O Futuro da Cultura
, 2025
Versão publicada no jornal Expresso a 25 de Julho de 2025.
O Futuro da Cultura é um ensaio de Guta Moura Guedes sobre a importância da cultura enquanto um dos quatro pilares da sustentabilidade. Esta versão curta foi publicada no jornal Expresso a 25 de Julho de 2025. Este ensaio é também a base da conferência “The Future of Culture” apresentada por GMG no Spirit of Paimio 2025, a convite da Fundação Paimio Sanatorium, na Finlândia.
“O futuro da cultura
O nosso ADN é em 98,8% idêntico ao dos chimpanzés. A diferença, pequeníssima, de 1,2% foi suficiente para que nos tornássemos seres humanos. Equivale a dezenas de milhões de combinações diferentes, o que explica muitos distanciamentos significativos. Mas o que há a reter é que o ser humano – o “macaco nu” de Desmond Morris – é o único animal que cria cultura e que esta é a base da nossa evolução. Está na matriz biológica humana e é o que nos diferencia dos outros animais. Entender isto é crucial.
A cultura não tem, no entanto, uma definição simples. Nela cabe o que vai da arte à publicidade, do artesanato aos jogos de computador, da escrita à culinária ou ao jogo da petanca. Mas mais. Inclui o perfil social e intelectual de um indivíduo, a identidade de um país e a sua produção; a especificidade geográfica, étnica ou de género. Classifica grupos que se formam por partilha de escolhas, como a cultura de um clube desportivo ou de um partido político. A cultura como construção simbólica e como espaço de transformação da biologia. Como resposta criativa aos instintos e como catarse emocional. Um caleidoscópio que define o sermos humanos e que inquieta por ser tão plural, indomável e irregular.
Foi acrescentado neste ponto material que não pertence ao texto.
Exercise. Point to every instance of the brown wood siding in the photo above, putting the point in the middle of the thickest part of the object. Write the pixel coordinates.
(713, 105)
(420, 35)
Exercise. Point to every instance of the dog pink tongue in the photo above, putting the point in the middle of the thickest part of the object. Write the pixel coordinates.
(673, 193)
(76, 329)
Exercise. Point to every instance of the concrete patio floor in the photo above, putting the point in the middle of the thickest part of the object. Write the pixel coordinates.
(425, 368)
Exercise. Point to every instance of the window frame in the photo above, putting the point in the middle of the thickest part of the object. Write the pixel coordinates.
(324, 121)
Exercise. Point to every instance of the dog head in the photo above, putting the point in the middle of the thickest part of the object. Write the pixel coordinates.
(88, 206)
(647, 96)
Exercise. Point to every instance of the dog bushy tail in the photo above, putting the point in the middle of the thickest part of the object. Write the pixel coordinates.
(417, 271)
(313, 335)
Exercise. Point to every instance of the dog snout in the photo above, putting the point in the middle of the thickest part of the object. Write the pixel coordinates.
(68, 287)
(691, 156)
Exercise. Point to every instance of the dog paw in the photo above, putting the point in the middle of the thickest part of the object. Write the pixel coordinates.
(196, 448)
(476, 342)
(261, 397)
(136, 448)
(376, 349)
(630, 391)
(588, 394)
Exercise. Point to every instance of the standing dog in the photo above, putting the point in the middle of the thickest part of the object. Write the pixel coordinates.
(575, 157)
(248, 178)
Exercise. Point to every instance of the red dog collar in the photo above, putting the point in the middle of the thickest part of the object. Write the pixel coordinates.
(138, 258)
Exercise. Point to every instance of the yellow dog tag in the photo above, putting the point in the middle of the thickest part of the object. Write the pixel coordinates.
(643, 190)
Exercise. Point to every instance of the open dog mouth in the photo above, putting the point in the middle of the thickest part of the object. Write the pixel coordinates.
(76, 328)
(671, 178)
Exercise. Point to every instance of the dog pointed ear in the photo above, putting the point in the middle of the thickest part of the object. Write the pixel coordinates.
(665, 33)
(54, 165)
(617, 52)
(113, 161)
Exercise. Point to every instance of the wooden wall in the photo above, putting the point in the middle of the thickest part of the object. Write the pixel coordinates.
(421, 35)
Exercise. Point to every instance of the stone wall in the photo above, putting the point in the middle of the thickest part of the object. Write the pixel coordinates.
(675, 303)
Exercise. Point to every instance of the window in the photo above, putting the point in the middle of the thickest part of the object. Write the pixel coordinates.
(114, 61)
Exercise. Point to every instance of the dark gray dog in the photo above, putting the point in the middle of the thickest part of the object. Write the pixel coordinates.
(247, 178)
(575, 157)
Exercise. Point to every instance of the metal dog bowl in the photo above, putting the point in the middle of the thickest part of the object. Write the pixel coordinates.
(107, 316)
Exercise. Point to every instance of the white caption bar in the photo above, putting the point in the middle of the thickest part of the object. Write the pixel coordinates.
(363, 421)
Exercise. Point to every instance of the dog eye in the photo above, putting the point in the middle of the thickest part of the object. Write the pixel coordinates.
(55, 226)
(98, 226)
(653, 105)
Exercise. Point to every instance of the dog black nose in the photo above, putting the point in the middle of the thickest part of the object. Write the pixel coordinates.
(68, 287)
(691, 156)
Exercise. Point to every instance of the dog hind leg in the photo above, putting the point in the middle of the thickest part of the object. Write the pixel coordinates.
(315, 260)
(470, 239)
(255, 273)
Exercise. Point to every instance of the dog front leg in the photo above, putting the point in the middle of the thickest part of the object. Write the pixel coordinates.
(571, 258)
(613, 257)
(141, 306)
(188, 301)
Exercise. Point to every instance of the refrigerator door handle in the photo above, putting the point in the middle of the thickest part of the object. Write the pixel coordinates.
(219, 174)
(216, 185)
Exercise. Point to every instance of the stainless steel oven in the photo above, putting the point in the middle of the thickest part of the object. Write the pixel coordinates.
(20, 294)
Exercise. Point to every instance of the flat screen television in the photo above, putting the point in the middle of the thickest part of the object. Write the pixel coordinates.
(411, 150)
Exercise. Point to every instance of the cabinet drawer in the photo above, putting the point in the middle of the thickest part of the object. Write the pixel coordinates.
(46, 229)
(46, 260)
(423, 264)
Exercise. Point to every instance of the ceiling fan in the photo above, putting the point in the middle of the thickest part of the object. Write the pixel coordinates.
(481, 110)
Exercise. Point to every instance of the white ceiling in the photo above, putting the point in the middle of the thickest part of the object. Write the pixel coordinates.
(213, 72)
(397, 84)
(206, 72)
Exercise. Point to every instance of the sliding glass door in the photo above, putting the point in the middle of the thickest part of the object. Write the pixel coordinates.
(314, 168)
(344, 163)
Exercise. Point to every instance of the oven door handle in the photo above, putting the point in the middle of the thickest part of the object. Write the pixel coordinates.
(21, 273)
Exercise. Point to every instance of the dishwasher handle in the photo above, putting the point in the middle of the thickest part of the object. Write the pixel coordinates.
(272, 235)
Tem particularidades únicas: é democrática, pois nasce de um hardware biológico que todos partilhamos; é individual e, ao mesmo tempo, colectiva; a sua definição e territórios são abrangentes. O seu impacto é imensurável e é, quase sempre, lenta. Morris diz que os padrões culturais mudam mas que muitas vezes apenas reencenam instintos antigos com novos formatos, ou seja, que não escapamos à nossa natureza animal. Será? Olhando para o presente percebemos que esse é o risco que enfrentamos. É fácil identificar quais são os nossos principais problemas: coesão social, saúde, sustentabilidade ambiental, liberdade, guerra e agudização da assimetria económica. Os três primeiros implicam-nos a todos, os três últimos estão na dependência das nossas elites, políticas ou empresariais, institucionais ou vindas da sociedade civil. E as nossas elites estão fracas e viciadas nas imagens. Tal como todos nós? Tomara que não.
O que nos fez humanos é o que nos pode garantir a sobrevivência. Nesse sentido, como é que a cultura não tem ainda o papel que verdadeiramente deve ter na sociedade? No contexto europeu e português devíamos sem dúvida colocar a cultura no centro de uma visão estratégica de desenvolvimento, dando rumo a uma Europa em perda e a um Portugal que parece não ter missão. Reforçar o que une uma plataforma fragmentada e tão inigualável. Não há hegemonia, há diferença e coopetividade na cultura. Os criadores e os operadores culturais sabem-no. Já discutimos tudo sobre a sua relação com a economia, as indústrias culturais são motores de muitas economias europeias, já avaliamos o seu impacto. No entanto, continuamos a não usar a cultura para enfrentar os problemas de agora. E deixamos enfraquecer identidades locais, transformando o que de melhor temos em parques de diversão turística enquanto recebemos fluxos culturais que não conseguimos integrar. Pior: o orçamento para a cultura nos países europeus é ridículo. Em 2025, em Portugal, é 0,45% do orçamento de Estado; o da UE não chega ainda, pasme-se, a 1%. Não há investimento público na cultura, não há estímulo ao investimento privado através de leis de mecenato fiscalmente apelativas ou ainda através da redução do IVA. Tudo isto enquanto se assiste a uma desvalorização da cultura revelada pela importância que lhe é dada na composição dos próprios governos ou comissões, encaixada entre outros sectores ou grupos etários.
É uma cegueira do passado a que vivemos no presente. Comprometemos a sobrevivência e o evoluir da espécie humana porque ainda não entendemos que o nosso futuro depende do investimento que fizermos na cultura de modo a preparar seres humanos melhores, capazes de criar sociedades mais sustentáveis.
O futuro da cultura é – seria? – o futuro da humanidade.”